Cultural Literacy

Cultural Literacy (Magill Book Reviews)

At a glance:

With support from the Exxon Education Foundation, Hirsch, a widely respected University of Virginia English professor, researched the causes of and probable remedies for an increasing inefficiency in communication at all levels of American society. He is responding to the concerns of American business leaders who have noticed a decline in communication skills in their younger executives.

Hirsch concludes that this decline has not resulted from a lack of technical skill or of knowledge, but rather from a lack of shared information. Recently educated Americans have good language skills and are competent at their work, but they lack cultural literacy. As a result, they cannot communicate efficiently.

Cultural literacy may be defined as the general information a person needs to understand a major newspaper. It is what literate, adult Americans expect others to know. This information need not be detailed, but without it, communication is filled with troubling gaps for the reader and cumbersome explanations for the writer. A reader who knows nothing about the Supreme Court will be lost reading about it; a writer who must always tell what the Court is to explain a decision wastes energy.

For several reasons, modern American schools have chosen not to make cultural literacy a central goal. This choice has condemned the disadvantaged to functional illiteracy and has reduced the literacy of all Americans. Hirsch recommends that schools increase emphasis on factual and traditional knowledge that should be shared by all Americans. He suggests several practical ways this might be achieved within the national goal of a unity that preserves diversity and freedom. As part of a project to produce a guide for curricular development, he includes a list of possible items for a dictionary of cultural literacy.

Bibliography

Coser, Lewis A. “Remedial Acculturation,” in Science.

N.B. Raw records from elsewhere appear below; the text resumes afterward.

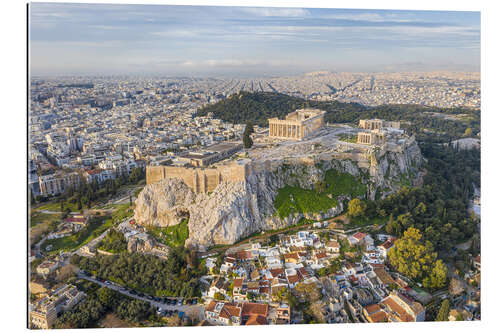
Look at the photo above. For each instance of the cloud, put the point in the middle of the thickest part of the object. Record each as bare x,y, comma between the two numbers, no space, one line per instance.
277,12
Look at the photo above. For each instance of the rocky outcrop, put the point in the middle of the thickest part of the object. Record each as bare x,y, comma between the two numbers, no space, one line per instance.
235,210
140,245
163,203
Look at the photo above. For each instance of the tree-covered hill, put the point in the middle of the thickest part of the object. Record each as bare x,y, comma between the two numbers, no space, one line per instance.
259,106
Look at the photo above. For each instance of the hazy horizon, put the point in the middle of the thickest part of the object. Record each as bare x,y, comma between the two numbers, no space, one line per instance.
206,41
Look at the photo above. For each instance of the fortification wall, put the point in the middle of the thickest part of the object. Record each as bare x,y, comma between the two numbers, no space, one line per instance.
198,179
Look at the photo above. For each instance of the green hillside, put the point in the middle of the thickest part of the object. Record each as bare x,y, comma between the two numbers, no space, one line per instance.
260,106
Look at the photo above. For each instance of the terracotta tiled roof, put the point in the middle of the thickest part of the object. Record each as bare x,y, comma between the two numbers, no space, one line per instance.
238,283
293,279
244,255
372,308
383,275
256,320
211,306
398,309
359,235
333,244
291,256
276,272
249,309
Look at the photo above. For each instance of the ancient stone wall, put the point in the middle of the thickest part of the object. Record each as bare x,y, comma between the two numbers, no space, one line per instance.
200,180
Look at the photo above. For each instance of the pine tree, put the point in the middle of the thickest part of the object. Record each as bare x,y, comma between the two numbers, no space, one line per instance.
247,140
443,311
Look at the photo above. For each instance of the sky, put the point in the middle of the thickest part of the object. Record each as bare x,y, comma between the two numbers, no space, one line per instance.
101,39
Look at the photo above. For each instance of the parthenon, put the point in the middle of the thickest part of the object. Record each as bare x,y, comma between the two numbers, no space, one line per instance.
297,125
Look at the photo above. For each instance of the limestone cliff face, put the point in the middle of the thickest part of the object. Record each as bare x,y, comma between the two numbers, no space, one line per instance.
235,210
163,203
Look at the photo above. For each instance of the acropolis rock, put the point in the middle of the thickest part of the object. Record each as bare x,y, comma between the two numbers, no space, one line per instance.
233,206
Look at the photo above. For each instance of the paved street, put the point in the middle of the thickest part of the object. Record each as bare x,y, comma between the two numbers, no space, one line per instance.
155,304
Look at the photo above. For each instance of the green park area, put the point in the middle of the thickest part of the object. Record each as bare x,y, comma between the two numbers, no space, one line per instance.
37,217
294,199
97,225
172,236
56,207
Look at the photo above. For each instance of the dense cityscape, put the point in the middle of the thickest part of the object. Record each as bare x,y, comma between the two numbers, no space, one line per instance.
237,166
91,140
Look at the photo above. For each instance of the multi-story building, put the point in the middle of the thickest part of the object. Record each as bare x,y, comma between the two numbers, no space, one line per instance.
44,312
58,182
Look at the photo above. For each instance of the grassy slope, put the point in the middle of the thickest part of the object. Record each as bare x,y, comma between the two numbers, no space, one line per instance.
172,236
293,199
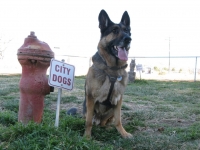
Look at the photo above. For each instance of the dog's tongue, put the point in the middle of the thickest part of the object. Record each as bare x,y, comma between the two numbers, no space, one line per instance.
122,54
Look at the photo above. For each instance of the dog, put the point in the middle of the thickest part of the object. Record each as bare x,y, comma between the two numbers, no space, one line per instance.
107,78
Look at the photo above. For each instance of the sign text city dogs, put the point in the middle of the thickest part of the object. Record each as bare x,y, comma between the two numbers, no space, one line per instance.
61,74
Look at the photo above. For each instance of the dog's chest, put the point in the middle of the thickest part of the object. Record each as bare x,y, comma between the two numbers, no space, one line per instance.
102,92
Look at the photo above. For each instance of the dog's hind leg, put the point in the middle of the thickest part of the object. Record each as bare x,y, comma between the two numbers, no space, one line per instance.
105,119
118,124
89,115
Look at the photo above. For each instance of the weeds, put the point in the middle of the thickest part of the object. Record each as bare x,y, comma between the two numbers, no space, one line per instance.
160,115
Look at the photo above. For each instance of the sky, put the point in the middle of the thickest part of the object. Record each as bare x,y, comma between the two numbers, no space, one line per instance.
72,25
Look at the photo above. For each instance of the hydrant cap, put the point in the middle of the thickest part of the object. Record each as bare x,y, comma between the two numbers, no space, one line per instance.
34,47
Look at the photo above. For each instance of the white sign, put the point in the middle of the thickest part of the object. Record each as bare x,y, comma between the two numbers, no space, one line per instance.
61,75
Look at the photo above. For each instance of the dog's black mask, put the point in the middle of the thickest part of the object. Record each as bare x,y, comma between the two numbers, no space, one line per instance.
118,43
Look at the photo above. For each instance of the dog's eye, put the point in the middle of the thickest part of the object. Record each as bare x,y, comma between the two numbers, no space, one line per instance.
115,30
126,30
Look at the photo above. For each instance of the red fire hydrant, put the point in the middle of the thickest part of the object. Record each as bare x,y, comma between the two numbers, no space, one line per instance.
34,57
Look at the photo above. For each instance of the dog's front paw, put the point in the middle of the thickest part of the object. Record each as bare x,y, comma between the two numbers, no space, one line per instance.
127,135
87,136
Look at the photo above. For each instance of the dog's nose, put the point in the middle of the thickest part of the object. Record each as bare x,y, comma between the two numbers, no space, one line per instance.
127,40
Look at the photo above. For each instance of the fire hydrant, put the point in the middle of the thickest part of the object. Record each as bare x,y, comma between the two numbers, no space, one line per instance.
34,57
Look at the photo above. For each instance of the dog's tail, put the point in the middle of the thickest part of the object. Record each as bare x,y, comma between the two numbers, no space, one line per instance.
84,103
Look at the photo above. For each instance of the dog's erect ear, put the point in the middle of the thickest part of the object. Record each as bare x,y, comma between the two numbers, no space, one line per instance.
125,19
104,20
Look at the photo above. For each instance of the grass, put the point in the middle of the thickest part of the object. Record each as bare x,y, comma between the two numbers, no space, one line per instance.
160,115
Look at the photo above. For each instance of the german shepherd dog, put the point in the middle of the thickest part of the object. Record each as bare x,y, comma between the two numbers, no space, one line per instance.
107,78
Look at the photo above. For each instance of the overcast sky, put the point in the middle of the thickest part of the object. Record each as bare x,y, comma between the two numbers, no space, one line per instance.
72,25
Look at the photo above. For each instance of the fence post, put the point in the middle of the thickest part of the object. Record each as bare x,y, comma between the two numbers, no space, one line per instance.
195,70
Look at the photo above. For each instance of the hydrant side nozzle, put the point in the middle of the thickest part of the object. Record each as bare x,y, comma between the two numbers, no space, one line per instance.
51,89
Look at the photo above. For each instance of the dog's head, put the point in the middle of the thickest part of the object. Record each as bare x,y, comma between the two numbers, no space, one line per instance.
115,38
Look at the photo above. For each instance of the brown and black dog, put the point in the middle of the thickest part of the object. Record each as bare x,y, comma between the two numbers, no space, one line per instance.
107,78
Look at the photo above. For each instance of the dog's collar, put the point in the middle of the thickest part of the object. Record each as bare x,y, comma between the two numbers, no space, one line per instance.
111,68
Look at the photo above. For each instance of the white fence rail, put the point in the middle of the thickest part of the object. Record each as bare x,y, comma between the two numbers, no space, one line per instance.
162,68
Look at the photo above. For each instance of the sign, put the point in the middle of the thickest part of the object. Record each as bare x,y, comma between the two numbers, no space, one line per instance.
61,74
139,67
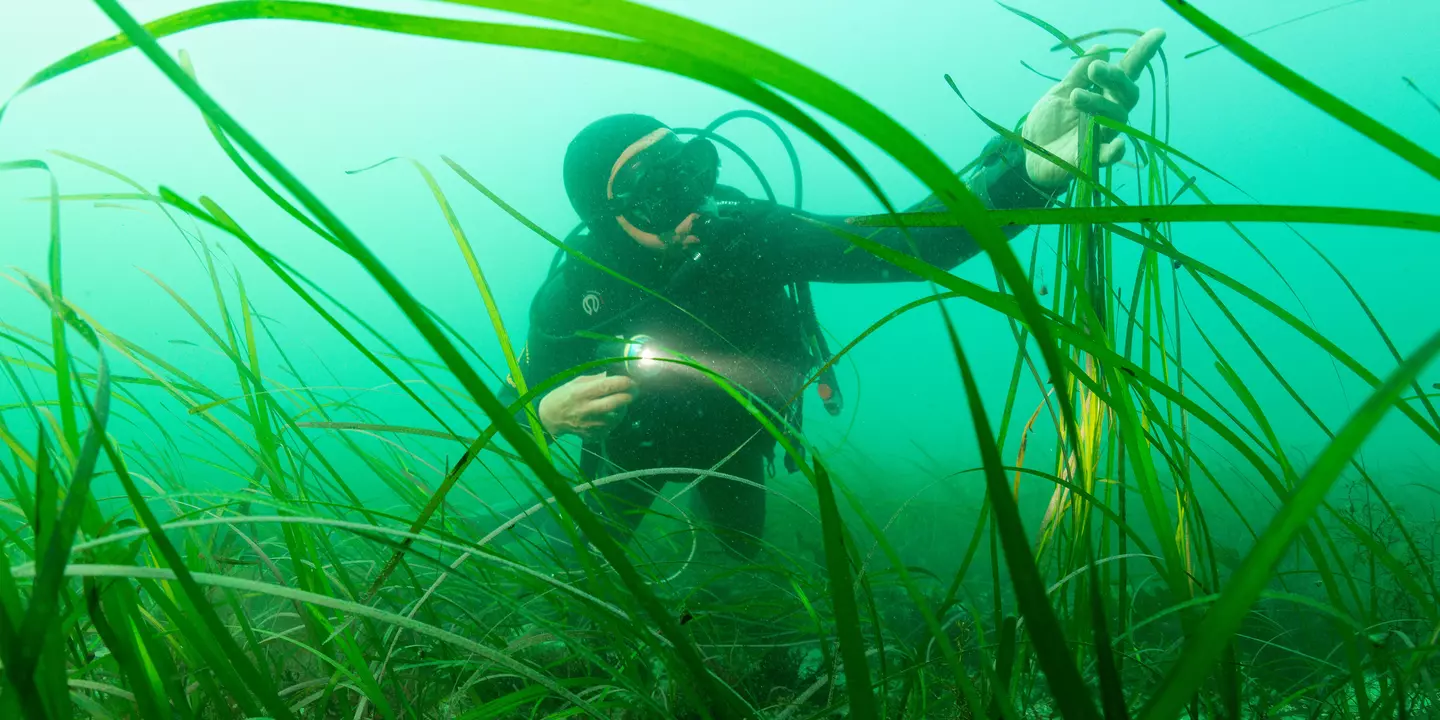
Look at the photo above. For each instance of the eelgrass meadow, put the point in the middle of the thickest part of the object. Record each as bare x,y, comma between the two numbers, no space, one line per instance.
222,523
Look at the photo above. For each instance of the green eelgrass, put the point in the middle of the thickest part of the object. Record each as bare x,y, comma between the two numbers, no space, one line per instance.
1128,405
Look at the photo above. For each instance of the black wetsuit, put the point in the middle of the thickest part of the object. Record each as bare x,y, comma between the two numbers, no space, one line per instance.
736,314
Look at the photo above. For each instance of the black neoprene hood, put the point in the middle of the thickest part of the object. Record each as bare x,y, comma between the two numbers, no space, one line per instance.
592,154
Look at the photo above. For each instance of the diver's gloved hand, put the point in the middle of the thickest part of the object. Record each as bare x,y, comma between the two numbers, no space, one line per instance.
588,406
1054,123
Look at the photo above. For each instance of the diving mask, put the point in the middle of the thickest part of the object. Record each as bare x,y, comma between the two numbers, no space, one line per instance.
661,182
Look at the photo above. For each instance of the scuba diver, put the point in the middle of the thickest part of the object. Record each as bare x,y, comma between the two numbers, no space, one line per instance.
732,280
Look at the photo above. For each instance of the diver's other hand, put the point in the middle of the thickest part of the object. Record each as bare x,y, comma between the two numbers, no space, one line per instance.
1054,121
588,406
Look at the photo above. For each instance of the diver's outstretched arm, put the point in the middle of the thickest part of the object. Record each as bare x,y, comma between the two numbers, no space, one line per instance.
789,245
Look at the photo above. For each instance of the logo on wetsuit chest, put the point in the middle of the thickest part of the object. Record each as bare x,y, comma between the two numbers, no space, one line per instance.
592,303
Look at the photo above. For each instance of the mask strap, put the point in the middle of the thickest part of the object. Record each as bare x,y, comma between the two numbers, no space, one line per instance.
681,234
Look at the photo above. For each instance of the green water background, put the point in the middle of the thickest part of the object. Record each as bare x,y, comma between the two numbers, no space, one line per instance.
327,100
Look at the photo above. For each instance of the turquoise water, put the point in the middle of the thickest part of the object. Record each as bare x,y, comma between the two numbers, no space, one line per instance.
327,100
330,100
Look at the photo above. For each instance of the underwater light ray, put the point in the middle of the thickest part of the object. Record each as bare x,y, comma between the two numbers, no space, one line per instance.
1278,25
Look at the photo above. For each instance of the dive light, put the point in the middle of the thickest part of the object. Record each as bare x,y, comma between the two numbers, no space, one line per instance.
641,357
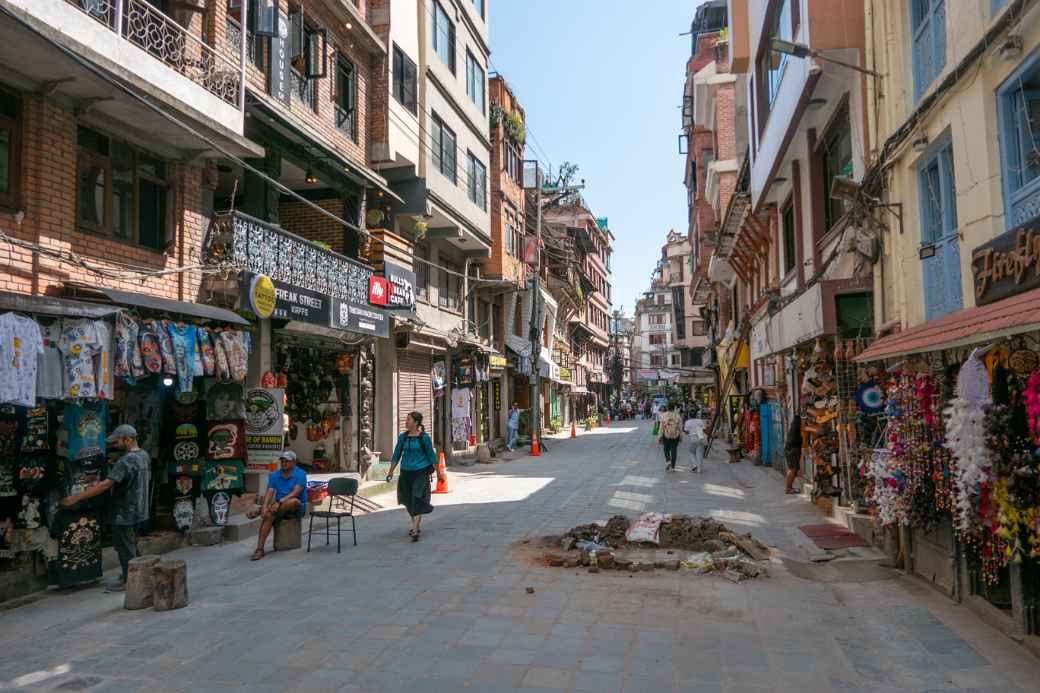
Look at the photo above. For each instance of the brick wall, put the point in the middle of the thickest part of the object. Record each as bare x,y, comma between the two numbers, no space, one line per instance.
48,184
307,222
502,187
320,125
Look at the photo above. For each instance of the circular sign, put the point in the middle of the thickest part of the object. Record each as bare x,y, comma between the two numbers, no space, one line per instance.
261,412
262,296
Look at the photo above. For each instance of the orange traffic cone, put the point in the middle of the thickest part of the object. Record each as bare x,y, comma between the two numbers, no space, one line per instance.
442,475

CCXXXVI (May 22, 1987), p. 973.

Hopkinson, Shirley L. Review in Library Journal. CXII (June 1, 1987), p. 111.

Kanfer, Stefan. “Appendixitis,” in Time. CXXX (July 20, 1987), pp. 72-73.

O’Brien, Tom. “Guarding the Guards of Tradition,” in Commonweal. CXIV (September 25, 1987), pp. 542-543.

Pattison, Robert. “On the Finn Syndrome and the Shakespeare Paradox,” in The Nation. CCXLIV (May 30, 1987), pp. 710-720.

Steiner, George. “Little-Read Schoolhouse,” in The New Yorker. LXIII (June 1, 1987), pp. 106-110.